Battery consumers are bombarded with terminology and announcements of new batteries that are said to offer very high energy densities, light weight, or perhaps high charge/discharge cycles (cycle life). So how do we make sense out of it all, and ultimately make use the most appropriate battery?

Fundamentally all batteries consist of 2 electrodes (the anode and cathode) and an electrolyte that allows current flow between the anode and cathode. Additional to these elements separators are used to keep the electrodes apart. Two commonly used designs are flat plates, and tubular positive plates.

Batteries are typically named after the materials used for the electrodes and electrolyte, such as:

  • Lead Acid
  • Li-Ion (Lithium Ion)
  • NiCad (Nickel Cadmium)
  • NiMHD (Nickel Metal Hidride)/li>

The only 2 types commonly used for backup, UPS (Uninterrupted Power Supply), and solar is Lead-Acid (Wet cell, gel, AGM) and Li-Ion.

Lead Acid — The most economical for larger power applications where weight is of little concern. The lead acid battery is the most popular choice for solar solutions, emergency lighting and UPS systems.

  • Deep Cycle Flooded– Also referred to as wet cell. Standard sulphuric acid electrolyte. Plate, or tubular design. Thicker plates than crank batteries typically used in cars.
  • Gel– Gel Cell has a silica additive that turns the sulfuric acid electrolyte into a jelly like substance, hence referred to as gel batteries
  • AGM (Absorbed Glass Mat) – An AGM battery uses a separator consisting of fiberglass between the plate and wrappers to hold the electrolyte in its place with capillary action.

Li-Ion (Lithium Ion) — The fastest growing battery system. The technology is fragile and a protection circuit is required to assure safety. Lithium is the lightest metal and has the highest electrochemical potential. Due to its light weight and high energy density, Lithium-Ion batteries are ideal for portable devices, such as notebook computers. Despite its high price Lithium-Ion entered the large storage domain due to its long expected cycle life and accommodated DOD (Depth of Discharge).

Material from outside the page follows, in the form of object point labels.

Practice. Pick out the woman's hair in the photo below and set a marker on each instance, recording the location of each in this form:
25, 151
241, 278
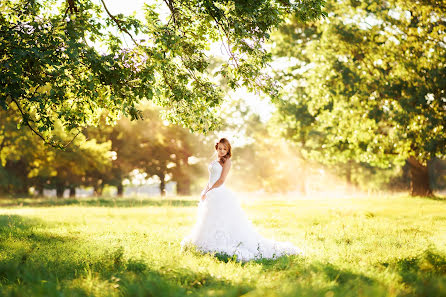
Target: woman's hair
226, 143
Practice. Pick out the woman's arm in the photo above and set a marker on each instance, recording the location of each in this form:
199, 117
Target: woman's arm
224, 173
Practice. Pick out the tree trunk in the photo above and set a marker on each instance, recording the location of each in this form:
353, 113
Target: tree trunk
72, 192
59, 190
419, 178
120, 189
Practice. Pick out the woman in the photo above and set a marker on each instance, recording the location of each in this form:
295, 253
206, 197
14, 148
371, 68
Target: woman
222, 226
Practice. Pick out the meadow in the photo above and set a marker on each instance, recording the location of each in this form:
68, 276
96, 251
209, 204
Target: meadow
355, 246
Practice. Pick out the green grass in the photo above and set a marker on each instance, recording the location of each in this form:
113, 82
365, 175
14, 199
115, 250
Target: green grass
379, 246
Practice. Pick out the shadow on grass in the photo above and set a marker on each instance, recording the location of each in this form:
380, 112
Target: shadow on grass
101, 202
35, 263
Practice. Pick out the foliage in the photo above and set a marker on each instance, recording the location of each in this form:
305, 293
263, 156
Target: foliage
92, 247
27, 162
368, 83
68, 60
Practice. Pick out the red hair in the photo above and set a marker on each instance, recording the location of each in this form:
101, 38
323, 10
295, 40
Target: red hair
226, 143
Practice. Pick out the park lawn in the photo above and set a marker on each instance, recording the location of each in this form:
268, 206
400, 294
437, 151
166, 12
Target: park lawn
362, 246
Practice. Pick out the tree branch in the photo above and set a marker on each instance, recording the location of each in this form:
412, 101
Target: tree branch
118, 23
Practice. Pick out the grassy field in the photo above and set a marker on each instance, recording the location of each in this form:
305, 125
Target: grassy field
376, 246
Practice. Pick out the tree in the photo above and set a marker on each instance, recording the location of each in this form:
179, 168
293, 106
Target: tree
53, 67
28, 162
368, 85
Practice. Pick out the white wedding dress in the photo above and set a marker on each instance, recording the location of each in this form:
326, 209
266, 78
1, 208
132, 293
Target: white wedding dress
223, 227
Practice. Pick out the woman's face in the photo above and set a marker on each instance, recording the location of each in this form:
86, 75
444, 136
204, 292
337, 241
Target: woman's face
221, 150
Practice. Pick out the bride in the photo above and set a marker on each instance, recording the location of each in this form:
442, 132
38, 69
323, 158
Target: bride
222, 226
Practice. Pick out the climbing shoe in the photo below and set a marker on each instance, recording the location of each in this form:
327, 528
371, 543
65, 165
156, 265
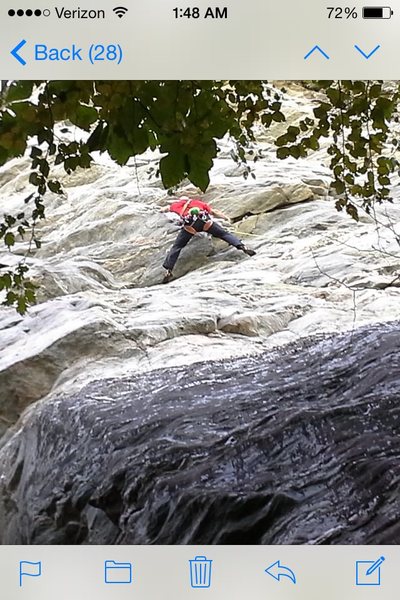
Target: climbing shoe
167, 277
246, 250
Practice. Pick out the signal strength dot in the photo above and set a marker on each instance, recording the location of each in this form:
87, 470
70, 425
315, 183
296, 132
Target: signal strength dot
120, 11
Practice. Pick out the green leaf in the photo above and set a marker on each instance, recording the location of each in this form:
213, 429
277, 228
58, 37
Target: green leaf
19, 90
85, 117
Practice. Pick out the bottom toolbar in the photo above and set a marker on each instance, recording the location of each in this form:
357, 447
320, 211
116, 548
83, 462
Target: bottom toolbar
175, 572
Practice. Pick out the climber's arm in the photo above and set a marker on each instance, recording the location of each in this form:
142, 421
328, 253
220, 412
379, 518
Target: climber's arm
219, 214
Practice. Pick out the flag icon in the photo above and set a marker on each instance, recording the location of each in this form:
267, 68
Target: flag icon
29, 569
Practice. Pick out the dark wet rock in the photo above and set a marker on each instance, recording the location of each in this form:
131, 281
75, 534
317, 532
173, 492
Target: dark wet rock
301, 445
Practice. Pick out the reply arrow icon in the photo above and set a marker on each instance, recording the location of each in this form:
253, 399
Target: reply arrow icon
276, 570
14, 52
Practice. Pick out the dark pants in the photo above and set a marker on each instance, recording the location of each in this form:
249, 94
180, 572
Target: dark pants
184, 237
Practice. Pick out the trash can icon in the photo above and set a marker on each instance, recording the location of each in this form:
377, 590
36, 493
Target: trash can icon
200, 572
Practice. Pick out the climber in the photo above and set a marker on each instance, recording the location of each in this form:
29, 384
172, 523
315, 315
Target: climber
196, 217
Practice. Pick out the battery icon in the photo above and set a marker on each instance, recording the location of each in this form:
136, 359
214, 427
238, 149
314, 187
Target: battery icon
377, 12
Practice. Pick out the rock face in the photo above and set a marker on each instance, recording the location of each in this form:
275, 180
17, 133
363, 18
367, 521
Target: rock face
293, 446
99, 361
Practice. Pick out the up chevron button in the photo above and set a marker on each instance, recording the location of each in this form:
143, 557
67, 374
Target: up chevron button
367, 56
319, 50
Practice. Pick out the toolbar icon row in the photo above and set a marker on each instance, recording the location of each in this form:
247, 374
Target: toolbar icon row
368, 572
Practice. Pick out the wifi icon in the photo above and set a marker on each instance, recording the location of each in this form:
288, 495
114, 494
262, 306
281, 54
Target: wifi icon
120, 11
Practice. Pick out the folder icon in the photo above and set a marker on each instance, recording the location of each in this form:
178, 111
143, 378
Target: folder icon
115, 572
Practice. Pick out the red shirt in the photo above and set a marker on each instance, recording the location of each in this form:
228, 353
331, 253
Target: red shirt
180, 204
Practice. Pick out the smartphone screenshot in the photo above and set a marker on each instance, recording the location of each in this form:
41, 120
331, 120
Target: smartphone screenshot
199, 300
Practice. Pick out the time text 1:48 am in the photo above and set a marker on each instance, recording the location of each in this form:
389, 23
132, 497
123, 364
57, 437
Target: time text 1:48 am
207, 13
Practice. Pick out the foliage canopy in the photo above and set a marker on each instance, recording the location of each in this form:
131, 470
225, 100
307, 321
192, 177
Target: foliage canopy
185, 120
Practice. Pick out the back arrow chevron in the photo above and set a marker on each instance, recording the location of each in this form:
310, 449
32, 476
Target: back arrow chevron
276, 570
14, 52
316, 47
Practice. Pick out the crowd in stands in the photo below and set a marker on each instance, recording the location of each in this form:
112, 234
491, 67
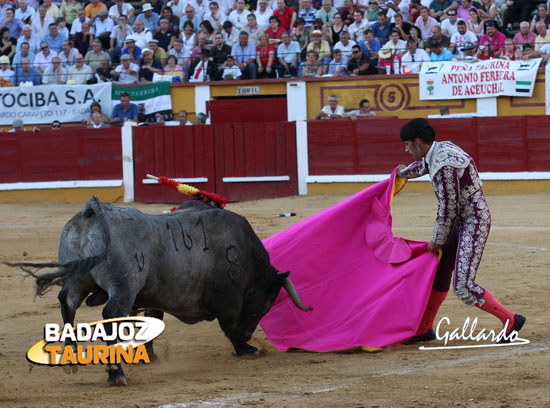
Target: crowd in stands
83, 42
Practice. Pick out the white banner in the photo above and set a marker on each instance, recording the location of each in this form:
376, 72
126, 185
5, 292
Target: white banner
46, 103
483, 79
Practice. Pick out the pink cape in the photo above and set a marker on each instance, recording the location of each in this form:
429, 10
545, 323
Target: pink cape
368, 288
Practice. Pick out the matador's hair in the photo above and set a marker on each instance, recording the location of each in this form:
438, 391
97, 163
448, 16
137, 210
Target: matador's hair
418, 128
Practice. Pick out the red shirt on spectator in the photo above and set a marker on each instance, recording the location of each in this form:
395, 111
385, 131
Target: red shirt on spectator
285, 17
264, 53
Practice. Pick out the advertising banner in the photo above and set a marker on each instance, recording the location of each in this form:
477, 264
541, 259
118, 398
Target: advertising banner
483, 79
45, 103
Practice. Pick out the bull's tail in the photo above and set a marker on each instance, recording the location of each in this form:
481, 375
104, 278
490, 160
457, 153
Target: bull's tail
65, 271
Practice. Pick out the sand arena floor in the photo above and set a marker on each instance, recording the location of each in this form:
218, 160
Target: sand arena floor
197, 367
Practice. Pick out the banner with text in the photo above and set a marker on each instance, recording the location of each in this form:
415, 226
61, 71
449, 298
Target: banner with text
45, 103
151, 99
483, 79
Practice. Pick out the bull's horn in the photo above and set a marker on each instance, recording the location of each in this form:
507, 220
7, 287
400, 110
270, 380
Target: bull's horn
293, 293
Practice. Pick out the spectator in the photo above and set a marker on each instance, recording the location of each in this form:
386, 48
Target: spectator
97, 122
7, 43
27, 74
118, 35
17, 126
345, 45
231, 71
124, 111
263, 13
191, 17
120, 8
165, 35
55, 73
321, 47
103, 27
214, 16
474, 24
103, 73
373, 11
542, 39
332, 110
426, 23
76, 27
461, 37
495, 37
412, 60
361, 64
93, 8
7, 75
202, 70
463, 10
311, 67
132, 50
518, 10
25, 13
28, 37
12, 23
239, 16
524, 36
338, 65
439, 8
265, 58
24, 53
94, 57
402, 26
486, 51
149, 18
44, 58
158, 52
510, 51
381, 29
370, 45
244, 53
275, 31
41, 23
141, 35
440, 53
327, 12
149, 66
438, 37
83, 40
364, 111
358, 26
253, 29
541, 16
173, 21
174, 70
200, 119
286, 15
126, 72
79, 73
218, 55
289, 54
449, 25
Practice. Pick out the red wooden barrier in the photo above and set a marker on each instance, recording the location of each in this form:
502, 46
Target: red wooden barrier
372, 146
61, 155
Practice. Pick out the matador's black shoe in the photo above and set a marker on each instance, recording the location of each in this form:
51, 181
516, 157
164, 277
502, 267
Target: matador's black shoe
421, 338
519, 321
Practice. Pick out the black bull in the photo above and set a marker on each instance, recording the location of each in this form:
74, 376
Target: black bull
197, 263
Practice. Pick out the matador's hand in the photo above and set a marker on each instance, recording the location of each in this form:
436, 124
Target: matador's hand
434, 248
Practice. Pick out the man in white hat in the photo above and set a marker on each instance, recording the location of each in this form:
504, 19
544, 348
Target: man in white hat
6, 73
149, 17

For most investors price and associated ROI are key criteria when choosing batteries. Consequently at this point in time we recommend Lead Acid batteries for solar backup & storage:

Deep cycle flooded

  • Regular DOD relative low: < 25%
  • Ultra-long life is the most important criteria, and
  • The user does not mind performing some maintenance, i.e. topping up electrolyte levels.


  • Regular deep discharge >50% is required
  • Long life is an important criteria, and
  • The user requires maintenance free operation.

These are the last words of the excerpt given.